07-20-2017 22:39:24.873 INFO UserManager - Unwound user context: helge -> NULL
07-20-2017 22:39:24.874 ERROR dispatchRunner - RunDispatch::runDispatchThread threw error: Comparator '=' has an invalid term on the right hand side: NetTargetSendLatencyMs*NetTargetSendLatencyCount
Bingo! The last row has an error message pointing to a problem with the expression NetTargetSendLatencyMs*NetTargetSendLatencyCount. At last we know what’s wrong.
Fixing the Error
The search is against a data model, so let’s look for the problematic expression NetTargetSendLatencyMs*NetTargetSendLatencyCount in the app’s data model JSON file, located in the app subdirectory default/data/models. The expression is used in a field calculated by the following eval expression:
(NetTargetSendLatencyMs*NetTargetSendLatencyCount)
Exactly what Splunk was complaining about. Apparently Splunk has recently become a bit finicky when fields are NULL in calculations. Let’s replace the expression with something a bit safer:
if (isnotnull (NetTargetSendLatencyMs), if (isnotnull (NetTargetSendLatencyCount), NetTargetSendLatencyMs*NetTargetSendLatencyCount, null()), null())

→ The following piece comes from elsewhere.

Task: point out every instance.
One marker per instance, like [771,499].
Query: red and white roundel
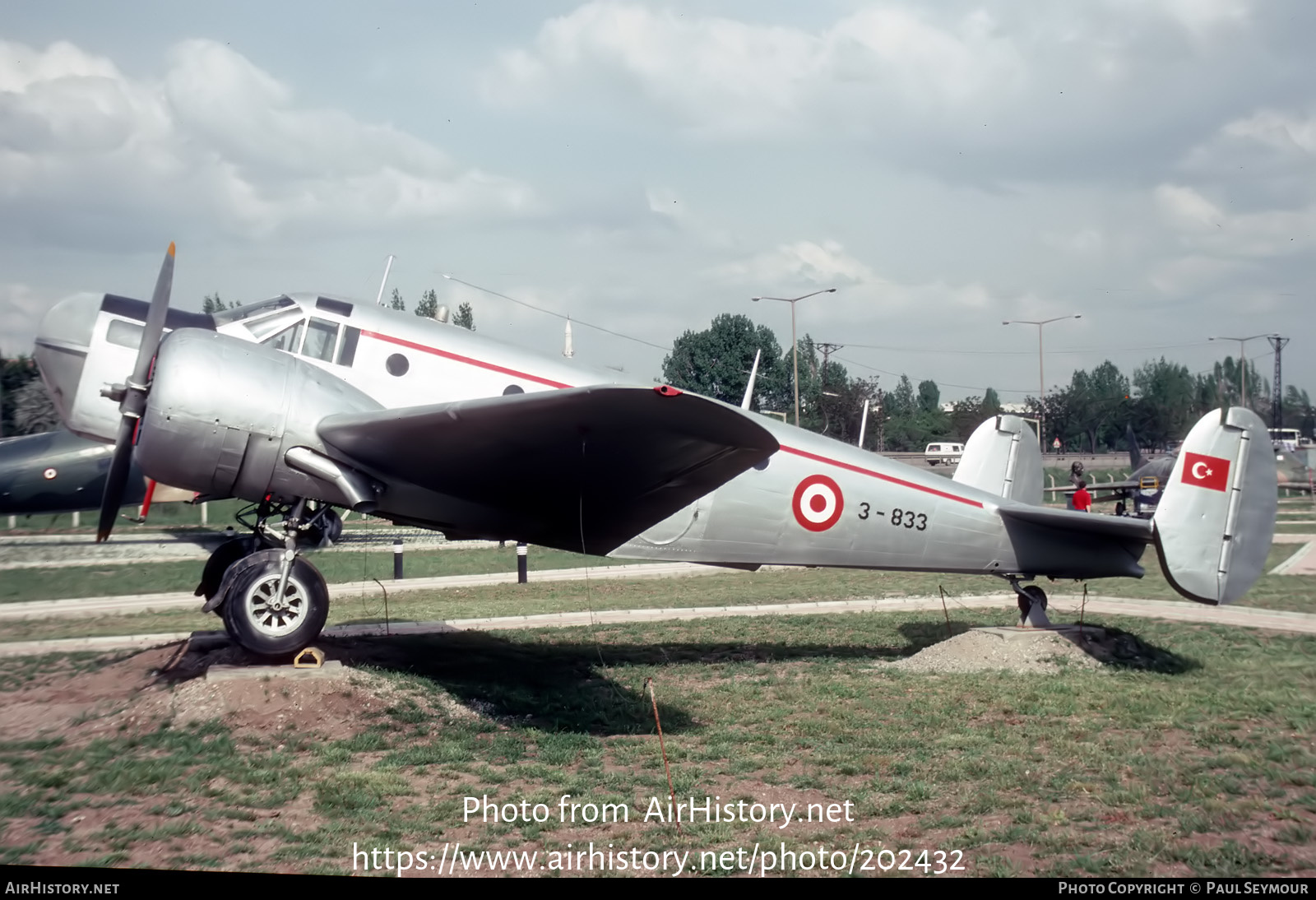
[818,503]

And that’s it. Happy splunking!
2 Comments
Hi Helge Klein,
I have got same trouble when installed Splunk App for Web Analytics in cluster enviroment ( 1SH , 1 Master Node , 2 PN). When tried to search on any tab of Search Head we got error message ” 08-10-2017 09:53:15.881 ERROR dispatchRunner – RunDispatch::runDispatchThread threw error: Comparator ‘=’ has an invalid term on the right hand side: 1+1″
but when i tried to search on two Indexer everything’s ok
Could you help me resolve it, Thanks
Thanks, this helped me find my issue. posted up two search logs side by side in notepad++ was very helpful to compare the broken component on my search pipeline. mine was related to AUTH processing having some kind of seizure when trying or execute the job on one indexer. it eventually self resolved, time for a rebuild.